Strasbourg, 22/10/2013 (Agence Europe) - Mis au pied du mur, le Parlement européen devrait entériner, jeudi 24 octobre, les 2,7 milliards d'euros qui permettront d'éviter de justesse un défaut de paiement de la Commission européenne. Le Parlement est très mécontent de la manière dont la Commission et le Conseil ont manoeuvré pour obtenir l'approbation du PE.
La commission des budgets du PE a approuvé, mardi après-midi, le projet de budget n° 8 pour 2013 qui porte sur les recettes: une baisse de 3, 9 milliards d'euros des prévisions des RPT (ressources propres traditionnelles) et de 384 millions des ressources propres fondées sur la TVA, compensée par des amendes de 1,2 million. Ceci entraîne une hausse automatique des contributions RNB complémentaires des États membres d'un montant de 3,1 milliards, soit une hausse nette des contributions nationales de 2,7 milliards d'euros. Le PE votera jeudi sur ce budget rectificatif.

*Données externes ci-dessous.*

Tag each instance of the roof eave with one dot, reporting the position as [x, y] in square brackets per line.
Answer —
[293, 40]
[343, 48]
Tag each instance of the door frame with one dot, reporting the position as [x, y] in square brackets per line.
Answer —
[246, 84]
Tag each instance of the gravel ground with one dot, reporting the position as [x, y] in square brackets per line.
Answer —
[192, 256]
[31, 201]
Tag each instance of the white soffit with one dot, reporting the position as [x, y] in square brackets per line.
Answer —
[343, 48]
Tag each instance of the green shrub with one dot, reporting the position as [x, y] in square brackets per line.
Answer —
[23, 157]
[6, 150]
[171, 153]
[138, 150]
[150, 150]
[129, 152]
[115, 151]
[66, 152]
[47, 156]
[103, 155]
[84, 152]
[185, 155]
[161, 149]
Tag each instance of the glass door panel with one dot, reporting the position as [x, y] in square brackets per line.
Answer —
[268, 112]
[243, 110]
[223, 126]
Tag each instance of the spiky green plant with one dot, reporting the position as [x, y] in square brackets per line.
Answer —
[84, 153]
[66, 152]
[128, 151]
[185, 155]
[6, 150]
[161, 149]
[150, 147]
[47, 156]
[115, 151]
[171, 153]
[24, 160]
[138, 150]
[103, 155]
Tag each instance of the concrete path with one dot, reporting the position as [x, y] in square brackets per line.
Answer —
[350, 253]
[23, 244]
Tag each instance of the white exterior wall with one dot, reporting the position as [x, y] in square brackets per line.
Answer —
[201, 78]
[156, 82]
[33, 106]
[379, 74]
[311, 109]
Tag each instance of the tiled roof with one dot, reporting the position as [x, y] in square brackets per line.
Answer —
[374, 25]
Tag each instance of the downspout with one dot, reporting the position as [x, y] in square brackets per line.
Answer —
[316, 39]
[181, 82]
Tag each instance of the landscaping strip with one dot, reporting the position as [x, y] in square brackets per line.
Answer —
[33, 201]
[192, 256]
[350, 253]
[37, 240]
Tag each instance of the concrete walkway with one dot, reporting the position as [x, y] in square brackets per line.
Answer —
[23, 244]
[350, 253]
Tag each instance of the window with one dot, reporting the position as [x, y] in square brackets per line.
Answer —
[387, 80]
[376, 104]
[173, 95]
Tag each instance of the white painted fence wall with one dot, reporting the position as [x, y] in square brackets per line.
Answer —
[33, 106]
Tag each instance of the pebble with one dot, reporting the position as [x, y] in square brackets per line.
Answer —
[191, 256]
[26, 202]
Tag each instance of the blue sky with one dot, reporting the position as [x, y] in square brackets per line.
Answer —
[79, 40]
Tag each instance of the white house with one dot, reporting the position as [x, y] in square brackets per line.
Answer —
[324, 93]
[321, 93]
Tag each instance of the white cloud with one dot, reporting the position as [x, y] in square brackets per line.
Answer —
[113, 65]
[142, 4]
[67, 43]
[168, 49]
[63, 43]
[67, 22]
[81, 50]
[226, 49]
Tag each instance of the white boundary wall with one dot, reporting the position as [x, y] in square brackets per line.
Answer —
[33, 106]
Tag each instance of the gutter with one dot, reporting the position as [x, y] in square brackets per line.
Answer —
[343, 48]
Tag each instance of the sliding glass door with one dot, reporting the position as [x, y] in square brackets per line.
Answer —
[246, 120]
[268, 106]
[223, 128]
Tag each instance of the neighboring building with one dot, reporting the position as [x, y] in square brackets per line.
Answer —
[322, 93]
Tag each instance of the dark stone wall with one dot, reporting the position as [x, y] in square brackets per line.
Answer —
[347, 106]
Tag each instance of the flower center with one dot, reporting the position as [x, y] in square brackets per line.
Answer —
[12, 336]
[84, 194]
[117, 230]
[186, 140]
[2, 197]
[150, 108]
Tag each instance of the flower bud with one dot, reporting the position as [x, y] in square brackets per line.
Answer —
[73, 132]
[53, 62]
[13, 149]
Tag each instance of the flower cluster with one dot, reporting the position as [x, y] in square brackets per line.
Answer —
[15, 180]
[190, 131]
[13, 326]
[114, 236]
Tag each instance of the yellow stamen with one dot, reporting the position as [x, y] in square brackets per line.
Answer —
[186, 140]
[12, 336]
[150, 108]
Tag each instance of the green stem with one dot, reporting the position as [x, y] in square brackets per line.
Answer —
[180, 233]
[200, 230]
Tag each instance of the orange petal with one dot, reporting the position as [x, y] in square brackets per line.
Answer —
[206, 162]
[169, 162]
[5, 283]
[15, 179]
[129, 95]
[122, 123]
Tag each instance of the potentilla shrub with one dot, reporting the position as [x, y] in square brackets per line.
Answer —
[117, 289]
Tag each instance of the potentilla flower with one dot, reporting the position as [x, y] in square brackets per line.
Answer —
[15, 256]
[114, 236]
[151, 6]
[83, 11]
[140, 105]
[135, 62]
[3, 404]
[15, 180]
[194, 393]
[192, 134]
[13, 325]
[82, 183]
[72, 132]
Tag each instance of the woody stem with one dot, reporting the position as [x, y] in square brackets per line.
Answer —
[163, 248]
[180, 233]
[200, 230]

La commission des budgets a accéléré la cadence après l'annonce, la veille par la Commission européenne, d'un manque imminent de liquidités (mi novembre).
L'adoption du budget rectificatif de 3,9 milliards d'euros (le numéro 8 pour 2013, portant sur les paiements restant à honorer) ayant été reporté à la plénière de novembre, la Commission était à deux doigts de se retrouver sans ressources. Afin de pouvoir « tenir le coup » d'ici l'approbation des 3,9 milliards, il était impératif, selon la Commission, que de nouvelles ressources soient débloquées.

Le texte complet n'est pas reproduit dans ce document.